He ran this basement camp for 5 school seasons. Around 60 to 70 students per year. Every student he had, passed the national math test at the end.
You'd think everyone would jump in to his waggon. but no. It was too scary for most parents to let their sons set loose and free past midnight. I had to convince mine. At once, my mom chased me to see whats going on. When he spoke to her, with his disarming charm. My mom got convinced. He was a good guy. Moms can tell. Yassine also had an afternoon class for girls only. but his only boys class would start around 20:00, and ends around 04:00 in the morning on most weekdays. He probably didn't sleep at all. Sometimes I'd see him mid morning at a coffee store with the same yesterday clothes. Eyes all red, and beaten by insomnia, or whatever he struggled with.
The room he teached in, felt like it was hit by war missiles. A chalk board with a missing part. Rusty chairs and tables. Add to that a little gas cylinder stove, a pot and broken utensils. The room itself was relatively small, yet was packed with 30+ students. Aside from his emphasis on freedom, befriending students, making it all fun and loose by arranging group bonding activities frequently. His main tactics were repetition and patience. Systematic teachers often rush, so only a dozen follow whats going on. The rest who weren't up to date with everything education-wise, felt alone and stupid. Yassine identified this. He would make us understand a subject at our own pace, excercise a math problem, then repeat and repeat all night long. Staying on the same subject for days. Even going back to 7th and 8th grade curriculums.

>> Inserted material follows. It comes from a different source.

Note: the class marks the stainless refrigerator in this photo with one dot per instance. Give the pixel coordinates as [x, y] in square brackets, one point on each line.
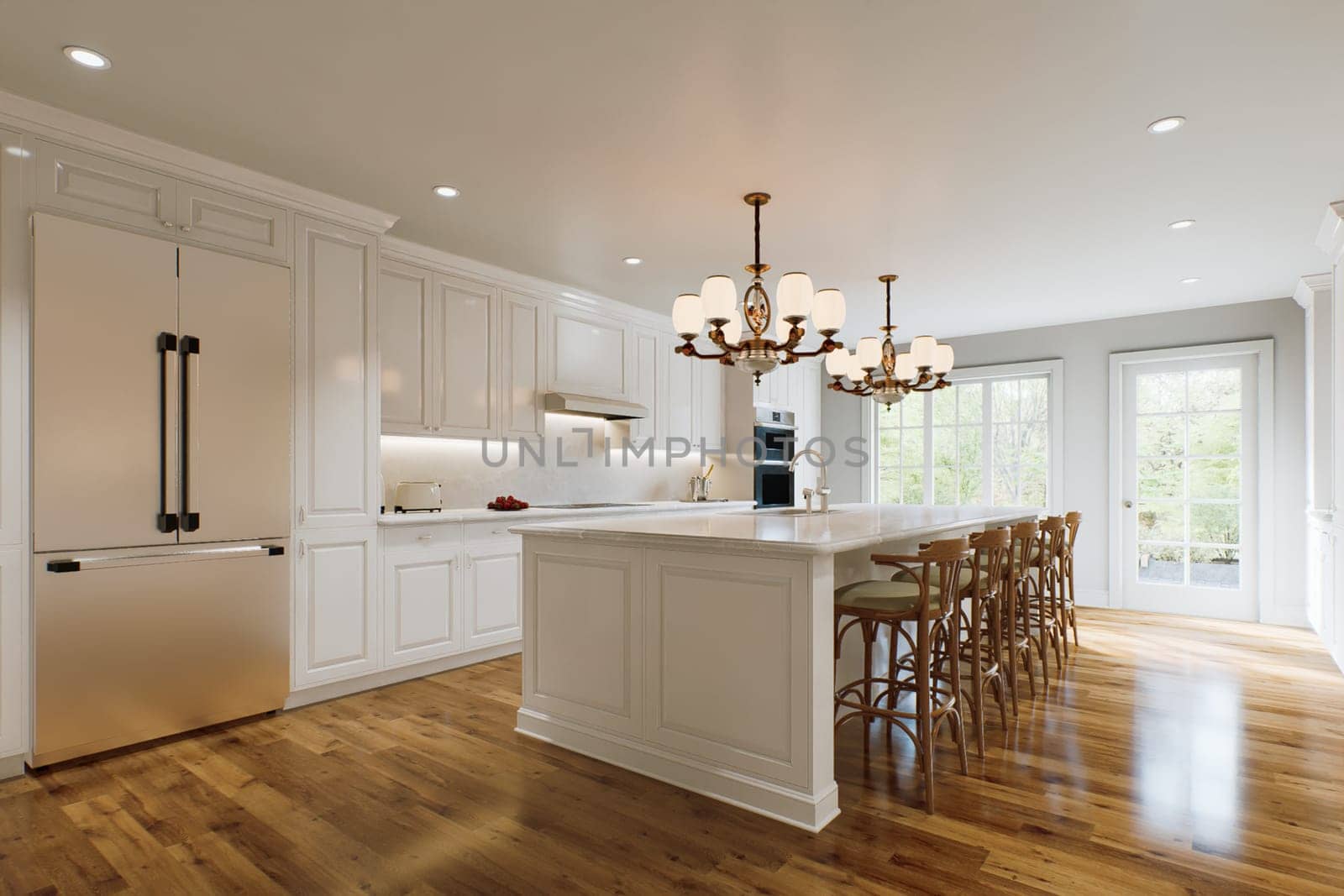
[160, 488]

That basement cave remains to this day, a stuff of legend for many of his students. To me, if you ask about great people from Taza, Morocco? I'd leave some great mainstream artists, sports and historical figures, and I'd name my underground ( sorry for the pun) mad teacher up front. Who saved everyone but himself. The year I was in his class was his last of that kind. His grandpa died. Yassine lost his mind. It was scary to see someone go on that crazy slippery slope, that 'last' slide to madness.
He recovered though, and became a certified teacher. The last time we saw each other, I gave him a big kiss on the cheeks. This experience, imo stands as proof that maybe, just maybe the power at be needs to rethink how schools are structured. So, that even 'bad' students have a chance to recover.